Ein einfaches Zusammensetzen im vorgesehenen Käfig wird oft aus Mangel an differenziertem Wissen mit der Integrations-Methode gleichgesetzt.  De Facto bezeichnet es jedes Vorgehen, daß auf eine Methode und fachlich systematisches Vorgehen unter Berücksichtigung artspeziefischer Verhaltensweisen verzichtet. Die Größe des Raums, Trägers, Box oder Gitterkäfig ist dabei irrelevant. Einfach Zusammensetzen kann in einer KLEINEN BOX in einer TRANSPORTBOX oder in einer Voliere stattfinden. Der Unterschied ist lediglich: in einem kleinen Umfeld ist der Schock und Stress für die Tiere größer. In einer grossen Voliere oder Gehege ist der Stress für die Tiere geringer, weil er eine größere Bandbreite an natürlichen und arttypischen Schutzverhalten zulässt.

Vorteil dieser Methode:

  • erfordert als Vorkenntnis des Halters -> Trennen wenn Blut fliesst, kann jeder erkennen
  • geringer Zeitaufwand - Abschluss idR innerhalb von 30 Minuten
  • Erfolgsquote über 75%

Nachteil(e) dieser Methode:

  • Traumata durch Angriffe
  • lebensgefährliche Verletzungen

Fazit und Beurteilung:

Je nach Interessenlage des Halters bzw. Züchters (s. Vorteile) kann diese Methode das richtige Mittel zum Zweck der Vergesellschaftung darstellen.
Im Hinblick auf eine Liebhaberhaltung bzw. Liebhaberzucht ist von dieser Methode allerdings abzuraten.

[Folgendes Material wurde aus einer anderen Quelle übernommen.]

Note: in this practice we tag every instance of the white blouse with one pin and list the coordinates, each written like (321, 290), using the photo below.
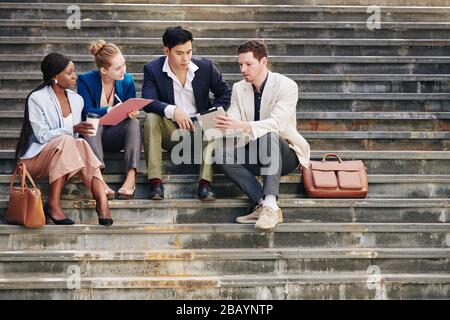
(68, 122)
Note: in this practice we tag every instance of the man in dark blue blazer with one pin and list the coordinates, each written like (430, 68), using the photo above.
(179, 86)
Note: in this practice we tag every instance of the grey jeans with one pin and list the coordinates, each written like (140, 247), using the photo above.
(125, 135)
(269, 156)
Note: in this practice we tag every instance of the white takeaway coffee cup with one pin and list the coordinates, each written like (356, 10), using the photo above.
(94, 119)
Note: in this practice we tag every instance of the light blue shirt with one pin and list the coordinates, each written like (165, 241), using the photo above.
(46, 118)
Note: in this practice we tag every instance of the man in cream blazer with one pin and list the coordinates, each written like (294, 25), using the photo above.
(263, 106)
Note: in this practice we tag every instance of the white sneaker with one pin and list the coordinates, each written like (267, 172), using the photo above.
(252, 217)
(269, 218)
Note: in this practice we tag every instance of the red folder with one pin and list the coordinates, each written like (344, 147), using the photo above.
(121, 110)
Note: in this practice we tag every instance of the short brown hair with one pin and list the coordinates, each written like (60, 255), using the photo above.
(103, 52)
(259, 49)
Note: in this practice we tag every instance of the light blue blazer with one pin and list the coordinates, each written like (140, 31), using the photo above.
(46, 118)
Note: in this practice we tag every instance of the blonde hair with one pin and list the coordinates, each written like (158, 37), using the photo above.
(103, 52)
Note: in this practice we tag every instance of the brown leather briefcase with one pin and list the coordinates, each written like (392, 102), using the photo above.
(25, 204)
(335, 179)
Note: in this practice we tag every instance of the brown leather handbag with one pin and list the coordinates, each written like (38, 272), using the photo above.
(25, 204)
(335, 179)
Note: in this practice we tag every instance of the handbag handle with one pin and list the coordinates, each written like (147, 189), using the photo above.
(24, 174)
(331, 155)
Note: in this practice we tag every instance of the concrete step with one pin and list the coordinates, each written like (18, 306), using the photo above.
(221, 29)
(299, 210)
(227, 12)
(349, 140)
(202, 46)
(428, 3)
(184, 186)
(210, 262)
(282, 64)
(371, 83)
(223, 236)
(324, 121)
(377, 162)
(333, 286)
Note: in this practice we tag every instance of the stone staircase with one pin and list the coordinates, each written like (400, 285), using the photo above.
(381, 96)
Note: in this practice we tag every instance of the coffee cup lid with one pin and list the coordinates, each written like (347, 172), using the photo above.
(92, 115)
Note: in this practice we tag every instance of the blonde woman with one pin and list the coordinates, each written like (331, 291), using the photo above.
(102, 89)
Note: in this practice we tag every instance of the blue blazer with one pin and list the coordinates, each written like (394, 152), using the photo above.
(157, 85)
(89, 86)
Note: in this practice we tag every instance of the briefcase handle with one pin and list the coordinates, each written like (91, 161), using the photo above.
(331, 155)
(23, 173)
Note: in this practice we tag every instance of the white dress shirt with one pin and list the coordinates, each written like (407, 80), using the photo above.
(184, 96)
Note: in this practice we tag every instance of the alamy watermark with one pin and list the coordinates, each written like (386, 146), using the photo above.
(375, 282)
(73, 22)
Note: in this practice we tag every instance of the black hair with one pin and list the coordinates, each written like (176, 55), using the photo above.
(52, 65)
(174, 36)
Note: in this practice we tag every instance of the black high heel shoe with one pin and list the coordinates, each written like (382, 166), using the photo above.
(62, 222)
(104, 221)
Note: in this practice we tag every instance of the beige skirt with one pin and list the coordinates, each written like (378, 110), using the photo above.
(65, 156)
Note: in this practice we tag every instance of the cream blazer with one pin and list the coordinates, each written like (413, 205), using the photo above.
(277, 114)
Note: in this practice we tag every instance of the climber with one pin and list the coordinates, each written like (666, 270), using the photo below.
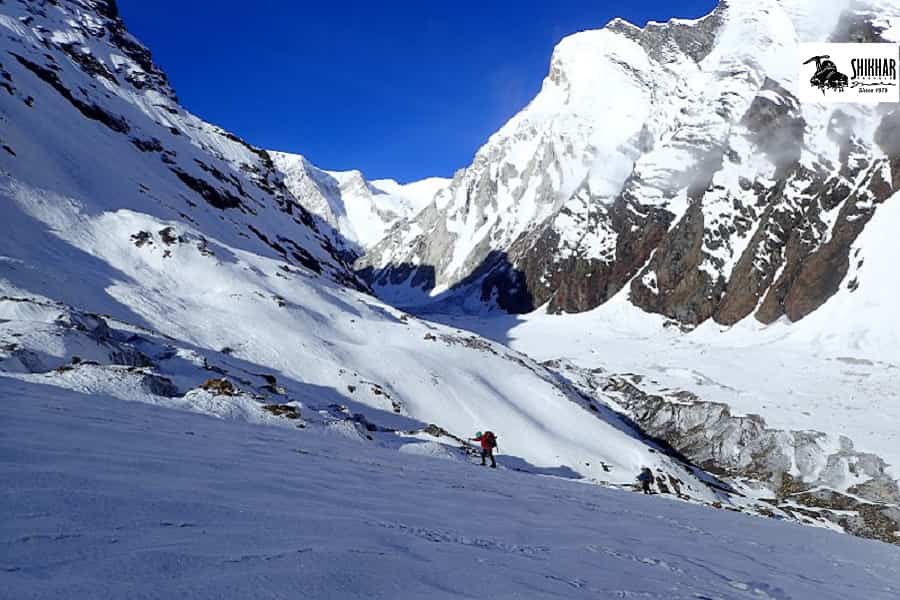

ZUSAMMENFASSUNG ZU CRASH-KURS METHODEN

Vorteil all dieser Methoden

  • Schneller Erfolg
  • Hohe Erfolgsquote (v.a. kurz nach Abverkauf)
  • geringer Zeitaufwand (max 24 Stunden)
  • geringer Materialaufwand (kleine Gitterbox)
  • keine besonderen Vorkenntnisse oder sensibles Einschätzungsvermögen vonnöten
    (Wenn Fell fliegt und Blut fließt... das sieht auch jeder Laie sofort! )

Verletzungsgefahr körperlich und seelisch (bei fachmännischer Durchführung):

  • Panikattacke mit Todesfolge
  • aufgerissene Schädeldecke
  • Herzinfarkt
  • psychische Traumata, die im Anschluß daran weitere VG Versuche einen Partner zuzuführen um Monate zurück werfen.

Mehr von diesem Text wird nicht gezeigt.